In the case of State ex rel. Carlin v. District Court, Mont.,164 P.2d 155, 157, the relator asked for writ of mandate against the same court to compel the calling of a jury and setting for trial an action pending before the court in Jefferson county. The same rule of court here involved was given some consideration in that case, although the rule had not been adopted when relator made demand that a jury be called and the case pending be set for trial. The rule was adopted after the application for mandate was made and alternative writ issued, and on the day of the adoption of the rule, September 19, 1945, a pre-trial conference was begun but continued to a later date and, apparently fruitless, was not completed. The court in the Carlin case said that the respondent judge "deems that in the exercise of a sound discretion he may, when desirable, dispose of issues of fact in civil actions by referring controverted issues of fact in the absence of agreement for trial by the court without a jury."

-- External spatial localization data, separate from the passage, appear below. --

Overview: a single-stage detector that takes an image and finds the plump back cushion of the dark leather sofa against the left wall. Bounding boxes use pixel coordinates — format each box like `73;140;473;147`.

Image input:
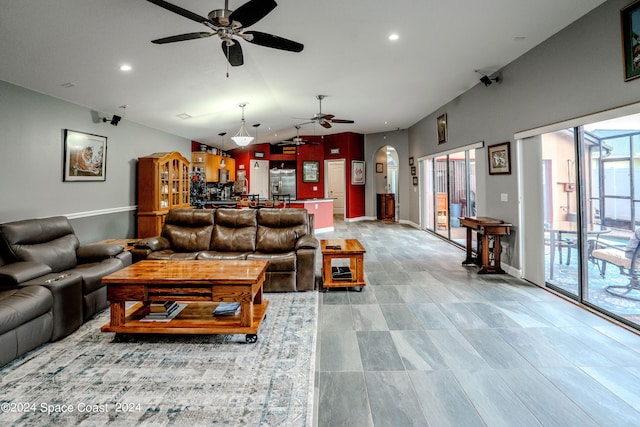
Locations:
0;216;80;273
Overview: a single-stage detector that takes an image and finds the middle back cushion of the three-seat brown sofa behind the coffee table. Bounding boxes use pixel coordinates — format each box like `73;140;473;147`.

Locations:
211;209;257;252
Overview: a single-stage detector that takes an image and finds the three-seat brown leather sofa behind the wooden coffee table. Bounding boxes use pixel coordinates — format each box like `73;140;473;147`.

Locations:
132;208;318;292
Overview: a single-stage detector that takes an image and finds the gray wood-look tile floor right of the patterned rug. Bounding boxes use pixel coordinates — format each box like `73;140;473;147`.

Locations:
314;221;640;427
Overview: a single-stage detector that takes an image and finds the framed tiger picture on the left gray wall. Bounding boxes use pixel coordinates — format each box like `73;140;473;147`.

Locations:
62;129;107;181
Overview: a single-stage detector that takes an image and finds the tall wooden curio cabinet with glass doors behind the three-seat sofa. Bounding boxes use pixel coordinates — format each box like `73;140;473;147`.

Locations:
138;151;191;238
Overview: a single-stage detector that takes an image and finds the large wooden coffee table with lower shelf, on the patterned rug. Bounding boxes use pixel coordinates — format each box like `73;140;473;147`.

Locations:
101;260;269;342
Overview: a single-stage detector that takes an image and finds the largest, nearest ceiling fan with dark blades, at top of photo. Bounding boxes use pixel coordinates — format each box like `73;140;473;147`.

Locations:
147;0;304;66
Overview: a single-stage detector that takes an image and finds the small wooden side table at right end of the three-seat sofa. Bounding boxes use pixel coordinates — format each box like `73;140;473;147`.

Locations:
320;239;367;291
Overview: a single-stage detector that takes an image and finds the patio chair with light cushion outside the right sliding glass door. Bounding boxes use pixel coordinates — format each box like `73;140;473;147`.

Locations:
591;228;640;301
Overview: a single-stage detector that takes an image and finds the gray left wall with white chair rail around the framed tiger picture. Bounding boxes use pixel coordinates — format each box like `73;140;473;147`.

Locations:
0;81;191;242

That contention was hinted at by counsel for respondent in oral argument here, but not definitely advanced. We see nothing in the statute, or rule of court, that would permit, in *Page 329 cases where trial by jury may be demanded as of right, controverted questions of fact to be determined by the court, or other tribunal than the jury.
The conception of the pre-trial conference is comparatively new in our jurisprudence. The idea is old, however. In Matthew, 25th verse, Chapter 5, it is said: "Agree with thine adversary quickly, whilst thou art in the way with him; lest at any time the adversary deliver thee to the judge, and the judge deliver thee to the officer."
The conference puts one "in the way" with his adversary, and gives opportunity for agreement. The procedure has good potentialities, as is said by a writer in 25 Virginia Law Review 261, "if properly used by able and fearless judges dealing with fair-minded lawyers."
The writ sought goes only when the person seeking it is[5] entitled to have the defendant perform a clear legal duty, and then only when there is no speedy or adequate remedy in the ordinary course of law. Raleigh v. First Judicial District Ct.,24 Mont. 306, 61 P. 991, 81 Am. St. Rep. 431; State ex rel. Peel v. District Ct., 59 Mont. 505, 197 P. 741. This clear legal duty is not shown here.
Here, the rule of court is within the power of the court to[6] establish, and its requirements are not unreasonable. A compliance therewith is preliminary to any compulsion upon the court to call the jury and set the case involved for trial.
Therefore the alternative writ herein is set aside and held for naught, and the peremptory writ sought is denied.
Mr. Chief Justice Adair and Associate Justices Choate and Metcalf concur.